An old argument. She’d said it to him both times they’d met during the last two years. “I am not going to start wearing Terris robes, speaking softly, quoting proverbs at people.”

“You will shoot them instead.”

Wax took a deep breath. A mixture of scents lingered in the air. From the tea? Scents like that of freshly cut grass. His father’s estates, sitting on the lawn, listening to his father and grandmother argue.

Wax had lived here in the Village for only a single year. It had been all his father had agreed to give. Even that had been surprising; Uncle Edwarn had wanted Wax and his sister to both stay away from the place. Before his official heir, the late Hinston Ladrian, had been born when Wax was eighteen, Edwarn had basically appropriated his brother’s children and tried to raise them. Even still, it was hard to separate Wax’s parents’ will in his head from that of Edwarn.

One year among these trees. Wax had been forbidden Allomancy during his days in the Village, but had learned something far greater. That criminals existed, even among the idyllic Terris.

“The only times I’ve truly known who I am,” Wax said, looking up at his grandmother, meeting her eyes, “are when I’ve put on the mistcoat, strapped guns to my waist, and hunted down men gone rabid.”

“You should not be defined by what you do, but by what you are.”

“A man is what he does.”

“You came looking for a Feruchemist killer? You need only look in the mirror, child. If a man is what he does … think of what you’ve done.”

“I’ve never killed a man who didn’t deserve it.”

“Can you be absolutely certain of that?”

“Reasonably. If I’ve made mistakes, I’ll pay for them someday. You won’t distract me, Grandmother. To fight is not against the Terris way. Harmony killed.”

“He slew beasts and monsters only. Never our own.”

Wax breathed out. This again? Rusts. I should have forced Wayne to come here instead of me. He says she actually likes him.

A new scent struck him. Crushed blossoms. In the darkness of that chamber, he imagined himself again, standing among the trees of the Terris Village. Looking up at a broken window, and feeling the bullet in his hand.

And he smiled. Once that memory had brought him pain—the pain of isolation. Now he saw only a budding lawman, remembered the sense of purpose he’d felt.

Wax stood up, grabbing his hat, mistcoat rustling. He almost wanted to believe that the scents to the room, the memories, were his grandmother’s doing. Who knew what she put into that tea?

“I’m going to hunt down a murderer,” Wax said. “If I do it without your help, and he kills again before I can stop him, you will be partially to blame.
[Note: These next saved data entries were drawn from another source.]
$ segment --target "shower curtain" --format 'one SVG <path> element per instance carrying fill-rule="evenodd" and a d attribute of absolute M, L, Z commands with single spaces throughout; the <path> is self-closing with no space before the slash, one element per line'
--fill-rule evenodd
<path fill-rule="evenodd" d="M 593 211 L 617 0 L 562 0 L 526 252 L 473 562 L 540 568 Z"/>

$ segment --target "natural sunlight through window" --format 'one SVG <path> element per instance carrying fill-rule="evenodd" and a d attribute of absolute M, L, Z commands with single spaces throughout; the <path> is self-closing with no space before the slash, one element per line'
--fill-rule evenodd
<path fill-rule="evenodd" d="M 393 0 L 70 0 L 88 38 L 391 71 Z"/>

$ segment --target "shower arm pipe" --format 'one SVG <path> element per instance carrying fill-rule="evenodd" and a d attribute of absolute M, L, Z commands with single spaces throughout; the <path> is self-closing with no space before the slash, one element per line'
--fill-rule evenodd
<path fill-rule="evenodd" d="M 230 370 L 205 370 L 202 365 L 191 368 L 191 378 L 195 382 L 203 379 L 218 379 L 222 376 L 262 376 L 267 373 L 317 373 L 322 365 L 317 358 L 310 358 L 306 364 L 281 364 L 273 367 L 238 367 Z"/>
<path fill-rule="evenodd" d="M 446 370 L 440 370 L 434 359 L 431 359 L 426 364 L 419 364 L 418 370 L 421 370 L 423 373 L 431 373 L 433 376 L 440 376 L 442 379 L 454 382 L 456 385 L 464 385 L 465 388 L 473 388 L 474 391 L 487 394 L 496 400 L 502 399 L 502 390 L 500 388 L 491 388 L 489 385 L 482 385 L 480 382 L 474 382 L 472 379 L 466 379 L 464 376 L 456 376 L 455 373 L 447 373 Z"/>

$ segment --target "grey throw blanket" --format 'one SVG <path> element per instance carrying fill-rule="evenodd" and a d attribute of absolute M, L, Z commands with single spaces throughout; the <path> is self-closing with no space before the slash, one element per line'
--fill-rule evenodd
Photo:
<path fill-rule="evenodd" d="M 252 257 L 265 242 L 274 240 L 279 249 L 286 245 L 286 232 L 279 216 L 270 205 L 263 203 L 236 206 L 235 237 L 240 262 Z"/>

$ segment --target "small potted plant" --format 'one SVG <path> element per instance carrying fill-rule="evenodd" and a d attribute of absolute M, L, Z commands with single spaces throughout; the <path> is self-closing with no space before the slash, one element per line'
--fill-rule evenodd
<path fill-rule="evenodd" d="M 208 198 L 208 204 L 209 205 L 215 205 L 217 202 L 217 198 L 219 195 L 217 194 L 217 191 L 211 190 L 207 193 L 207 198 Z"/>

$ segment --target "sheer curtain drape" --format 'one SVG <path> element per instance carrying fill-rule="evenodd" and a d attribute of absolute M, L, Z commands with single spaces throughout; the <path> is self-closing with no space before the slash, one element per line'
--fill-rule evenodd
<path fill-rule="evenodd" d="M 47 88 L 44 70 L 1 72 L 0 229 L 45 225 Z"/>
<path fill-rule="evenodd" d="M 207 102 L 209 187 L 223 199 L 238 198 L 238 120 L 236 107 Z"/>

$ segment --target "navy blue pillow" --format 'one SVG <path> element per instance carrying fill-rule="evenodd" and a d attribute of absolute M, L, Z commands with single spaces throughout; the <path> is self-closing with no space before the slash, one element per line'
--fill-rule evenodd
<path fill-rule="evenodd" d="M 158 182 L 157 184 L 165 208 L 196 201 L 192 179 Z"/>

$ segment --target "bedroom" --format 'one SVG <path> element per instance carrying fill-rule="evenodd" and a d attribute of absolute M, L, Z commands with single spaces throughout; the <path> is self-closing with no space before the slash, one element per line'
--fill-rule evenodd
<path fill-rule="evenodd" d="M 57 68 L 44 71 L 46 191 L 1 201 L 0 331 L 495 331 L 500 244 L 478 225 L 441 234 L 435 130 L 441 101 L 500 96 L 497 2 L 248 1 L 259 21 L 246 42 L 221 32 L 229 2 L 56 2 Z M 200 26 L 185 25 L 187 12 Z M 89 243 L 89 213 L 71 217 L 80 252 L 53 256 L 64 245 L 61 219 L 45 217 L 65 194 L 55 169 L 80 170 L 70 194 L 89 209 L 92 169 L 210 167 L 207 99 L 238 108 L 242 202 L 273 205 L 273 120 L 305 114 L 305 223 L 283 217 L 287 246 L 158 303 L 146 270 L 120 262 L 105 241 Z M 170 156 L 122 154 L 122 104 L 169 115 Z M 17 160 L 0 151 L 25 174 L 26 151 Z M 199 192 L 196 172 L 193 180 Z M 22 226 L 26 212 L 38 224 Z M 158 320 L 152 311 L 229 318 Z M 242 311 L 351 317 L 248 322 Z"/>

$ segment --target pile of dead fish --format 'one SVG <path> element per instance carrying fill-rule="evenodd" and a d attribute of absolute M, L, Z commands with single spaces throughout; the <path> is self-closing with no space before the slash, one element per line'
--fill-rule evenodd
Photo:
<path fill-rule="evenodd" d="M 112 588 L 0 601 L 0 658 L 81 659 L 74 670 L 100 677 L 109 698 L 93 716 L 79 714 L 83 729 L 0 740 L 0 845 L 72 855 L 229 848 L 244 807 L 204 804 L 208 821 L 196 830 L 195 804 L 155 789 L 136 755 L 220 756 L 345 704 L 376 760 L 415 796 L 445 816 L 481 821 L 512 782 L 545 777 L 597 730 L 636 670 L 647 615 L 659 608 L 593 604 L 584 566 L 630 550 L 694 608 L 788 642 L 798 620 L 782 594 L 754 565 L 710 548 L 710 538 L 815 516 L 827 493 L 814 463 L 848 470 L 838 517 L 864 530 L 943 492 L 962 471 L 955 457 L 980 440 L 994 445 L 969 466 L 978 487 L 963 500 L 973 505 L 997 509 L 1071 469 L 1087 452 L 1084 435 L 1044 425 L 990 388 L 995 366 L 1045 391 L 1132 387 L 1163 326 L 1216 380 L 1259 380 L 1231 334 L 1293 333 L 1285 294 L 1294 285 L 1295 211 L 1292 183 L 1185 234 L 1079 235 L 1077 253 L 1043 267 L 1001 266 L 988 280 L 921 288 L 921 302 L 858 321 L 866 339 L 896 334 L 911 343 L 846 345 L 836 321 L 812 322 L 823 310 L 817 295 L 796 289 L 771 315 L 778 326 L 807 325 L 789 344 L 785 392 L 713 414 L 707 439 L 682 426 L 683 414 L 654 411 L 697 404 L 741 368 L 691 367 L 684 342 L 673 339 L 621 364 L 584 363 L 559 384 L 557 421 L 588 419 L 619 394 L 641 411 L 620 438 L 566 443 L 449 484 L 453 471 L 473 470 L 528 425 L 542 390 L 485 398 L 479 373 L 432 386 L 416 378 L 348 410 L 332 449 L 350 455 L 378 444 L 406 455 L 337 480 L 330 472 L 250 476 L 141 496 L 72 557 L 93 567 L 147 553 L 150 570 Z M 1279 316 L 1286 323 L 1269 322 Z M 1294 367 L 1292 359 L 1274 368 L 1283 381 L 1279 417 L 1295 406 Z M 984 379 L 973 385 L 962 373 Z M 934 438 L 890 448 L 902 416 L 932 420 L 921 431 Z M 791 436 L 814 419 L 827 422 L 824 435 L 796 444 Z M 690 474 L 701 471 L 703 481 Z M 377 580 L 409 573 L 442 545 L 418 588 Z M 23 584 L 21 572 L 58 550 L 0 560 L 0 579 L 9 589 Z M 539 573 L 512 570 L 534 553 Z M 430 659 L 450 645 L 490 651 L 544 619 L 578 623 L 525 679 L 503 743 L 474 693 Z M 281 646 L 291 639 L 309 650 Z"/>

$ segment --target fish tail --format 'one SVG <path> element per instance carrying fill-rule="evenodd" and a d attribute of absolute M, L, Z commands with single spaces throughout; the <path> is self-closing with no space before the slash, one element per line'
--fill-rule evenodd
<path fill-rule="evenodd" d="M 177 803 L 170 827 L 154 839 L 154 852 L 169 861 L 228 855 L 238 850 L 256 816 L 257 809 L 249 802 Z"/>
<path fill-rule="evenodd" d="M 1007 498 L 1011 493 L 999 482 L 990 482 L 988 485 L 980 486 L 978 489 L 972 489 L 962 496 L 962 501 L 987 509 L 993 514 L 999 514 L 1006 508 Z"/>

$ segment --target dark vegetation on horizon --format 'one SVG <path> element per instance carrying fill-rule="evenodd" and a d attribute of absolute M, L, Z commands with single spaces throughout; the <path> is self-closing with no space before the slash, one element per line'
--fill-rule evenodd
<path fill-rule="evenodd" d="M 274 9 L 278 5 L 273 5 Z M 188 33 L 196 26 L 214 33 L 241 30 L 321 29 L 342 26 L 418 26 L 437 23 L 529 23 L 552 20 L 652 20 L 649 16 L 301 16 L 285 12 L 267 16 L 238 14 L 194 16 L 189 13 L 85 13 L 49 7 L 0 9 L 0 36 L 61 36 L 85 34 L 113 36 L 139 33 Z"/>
See how well you sleep at night then, Grandmother.”

“Will you kill him?” she asked. “Will you shoot for the chest when you could aim for the leg? People die around you. Do not deny it.”

“I don’t,” he said. “A man should never pull a trigger unless he’s willing to kill. And if the other fellow is armed, I’m going to aim for the chest. That way, when people do die around me, it’s the right ones.”

Grandmother V stared at her teapot. “The one you’re looking for is named Idashwy. And she is not a man.”

“Steelrunner?”

“Yes. She is not a killer.”

“But—”

“She is the only Steelrunner I know of who could possibly be involved in something like this. She vanished about a month ago after acting … very erratically. Claimed that she was being visited by the spirit of her dead brother.”

“Idashwy,” he said. It was pronounced in the Terris manner, eye-dash-wee. The syllables felt thick in his mouth, another reminder of his days in the Village. The Terris language had been dead once, but Harmony’s records included it, and many Terris now learned to speak it in their youths. “I swear I know that name.”

“You did know her, long ago,” Grandmother V said. “You were with her that night, actually, before…”

Ah yes. Slender, golden hair, shy and didn’t speak much. I didn’t know she was a Feruchemist.